Unlike many readers, I always read the preface. In the first paragraph, the author writes about being invited to write this book shortly after translating two book-length selections of poems. “Both of these volumes” he writes “were produced with the operative assumption that it was the aim in translating poetry to be faithfully accurate and to make translations that read well as poems in their own right.” Where’s the punch line? “Faithfully accurate”?! Has he ever read any contemporary theory of translation? Accurate to what? To the tone, the literal meaning of each word, the rhythm of the line, the intent of the original author (providing you can even make the claim to understand that), the effect of the original work on it’s original audience (another difficult claim)? To the meaning of the work, he and those of his school respond. Fine. But since poetry can and must be complex in meaning, to whose interpretation of the meaning? And once you get to that, what do you really mean by “faithful” to your own interpretation/understanding of the meaning of the original? How could you be otherwise? So by saying you’re being “faithfully accurate” to your own interpretation of the work, you are really trying to impose your own reading and re-writing of the work as being unassailable authoritative, the same way people who hide behind theoretical jargon are trying to couch themselves in the language of power, in order to discourage other possible interpretations.

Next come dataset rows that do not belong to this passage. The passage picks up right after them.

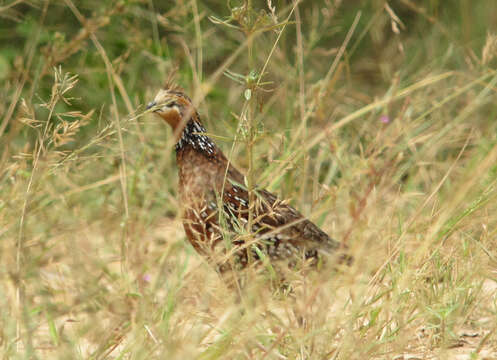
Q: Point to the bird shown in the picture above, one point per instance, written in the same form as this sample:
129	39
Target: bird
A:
217	208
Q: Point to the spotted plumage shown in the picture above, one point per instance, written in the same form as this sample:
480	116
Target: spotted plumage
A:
216	202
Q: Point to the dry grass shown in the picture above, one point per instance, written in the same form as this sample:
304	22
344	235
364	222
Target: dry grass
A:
385	138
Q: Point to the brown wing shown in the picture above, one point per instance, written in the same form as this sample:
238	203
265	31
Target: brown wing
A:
283	232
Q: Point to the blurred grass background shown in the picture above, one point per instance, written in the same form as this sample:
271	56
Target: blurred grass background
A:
377	120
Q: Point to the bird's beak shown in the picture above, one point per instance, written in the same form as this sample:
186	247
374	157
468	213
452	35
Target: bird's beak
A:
151	104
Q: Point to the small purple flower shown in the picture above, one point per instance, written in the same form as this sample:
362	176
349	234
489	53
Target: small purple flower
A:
384	119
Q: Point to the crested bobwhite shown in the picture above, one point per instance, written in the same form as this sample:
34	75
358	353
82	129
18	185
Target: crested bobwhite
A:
208	182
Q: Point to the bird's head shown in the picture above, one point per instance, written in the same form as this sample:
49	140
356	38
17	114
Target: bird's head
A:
174	107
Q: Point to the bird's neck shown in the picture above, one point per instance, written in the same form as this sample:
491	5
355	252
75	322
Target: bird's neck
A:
194	136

These are not my questions, and neither am I being pedantic. These are the major questions that almost inevitably come up when discussion literary translation, especially poetry. So I expect this brazen assertion to be a lead-in to this rich and interesting discussion. Instead, it’s followed by this: “Poetry & Translation: The Art of the Impossible is ancillary to this work in attempting to lay bare … interrelated ideas and principles about, critical responses to, and reflections on translating, that lie behind the apparently simple aim expressed and, to the best of my abilities, carried out in those collections of translated poetry…” So he’s taking the idea of faithfulness as the unquestioned starting point of the book, ignoring wholly the raging critical debate within translation studies about what faithfulness even means, much less whether it’s an acceptable aim or standard in literary translation.

If he’s not going to question the assumptions of the field, or engage in the debate that critically examines these issues, what will he do? Well, he writes, “I spend time…examining the symbiotic relationship between [the] warranted assertion [that poetry is what is lost in translation] and exorbitant claims to creative freedoms made by some poets when rendering from other languages…” So using the unexamined standard of faithfulness, he’s going to attempt to invalidate “creative freedoms” in translation. Interesting, because by the end of the introduction he’s alluding to one of the perhaps most “exorbitant claims to creative freedoms” in translation, translating from a language you don’t know. “A variety of modes and styles are discussed for translating from languages which I have some knowledge of, and, since this is also part of the field for everyone, from languages I don’t know.” A note here: this practice is certainly not “part of the field for everyone” and in fact has been the source of controversy, angst and criticism from the same people who uphold the standard of fidelity and accuracy that Robinson claims to subscribe to.

The first chapter, “On First Looking” begins with an explication of the influence of translated poetry of Keats’ sonnet “On First Looking into Chapman’s Homer.” It reads like Vendler, only drier, and with less of a point. Translations influence poets. Translated literature influences the language it was translated into. Ok, but that’s clear from the title of the sonnet (which acknowledges the translator as instrumental and even as owner of the ‘author’ in a sense, a reading Robinson doesn’t explore at all). Robinson’s point is “If Keats had followed to the letter the closed-book attitude to poetry in translation that Frost was to champion, he could not have written his breakthrough early poem…” Let’s keep in mind that Frost was born 58 years after Keats composed this poem. That the context Keats was working in was radically different from the context Frost was responding to with his quip about loss. That translation was not only vitally important to most writers but widely practiced until the end of the nineteenth century. That it probably wouldn’t have occurred to Keats or most of his contemporaries to evaluate a translated poem based on “faithfulness” or “accuracy.” This kind of retroactive ‘disproof’ of Frost’s contention is as valid as saying “If Virgil had listened to modernists’ assertions about poetry’s uselessness, he wouldn’t have written the Aenid.”

I couldn’t continue, and violating even my new strict rubric, stopped on page 11. This book, with its uncritical assumptions, logical flaws and deadly dry rhetoric, is not worth a minute more of my time.